← All articlesCompliance Basics

HIPAA Patient Rights: What Therapists Must Know About Access Requests

10 min read

If you only learn one corner of HIPAA deeply, make it this one. The Right of Access — a patient's right to get a copy of their own records — has been the single most-enforced area of HIPAA by the Office for Civil Rights in recent years.

Starting with its "Right of Access Initiative," OCR has produced dozens of settlements, and an unusually large share of them targeted small practices and solo or near-solo providers. The pattern is almost always the same: a patient asks for their records, the provider drags their feet or refuses, the patient complains, and a routine request becomes a federal settlement.
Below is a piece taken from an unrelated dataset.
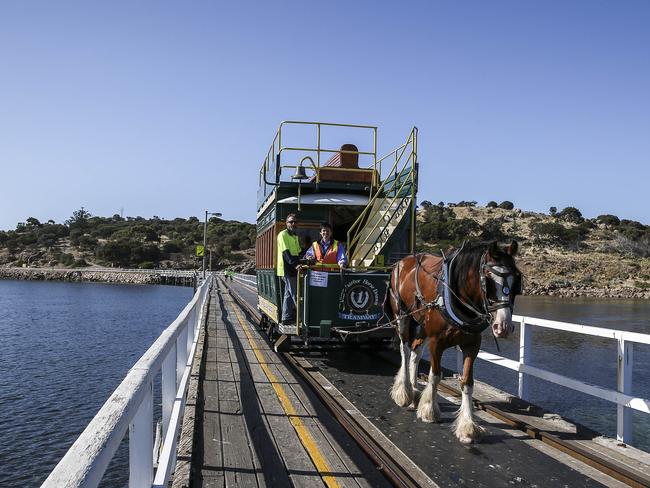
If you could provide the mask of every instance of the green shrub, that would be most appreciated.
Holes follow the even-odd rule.
[[[616,227],[621,223],[620,219],[616,215],[609,214],[599,215],[596,217],[596,222],[599,224],[604,224],[608,227]]]
[[[503,208],[503,209],[506,209],[506,210],[512,210],[513,208],[515,208],[515,204],[508,201],[508,200],[504,200],[503,202],[501,202],[499,204],[499,208]]]
[[[565,222],[573,222],[575,224],[579,224],[585,220],[580,210],[575,207],[566,207],[561,212],[558,212],[556,216]]]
The good news is that the rules are clear and very learnable. Here is everything a therapist needs to handle access requests correctly.

What the Right of Access Actually Says

Under §164.524, patients have the right to inspect and obtain a copy of the protected health information your practice maintains about them. This includes their clinical records, billing records, and most of what sits in your designated record set.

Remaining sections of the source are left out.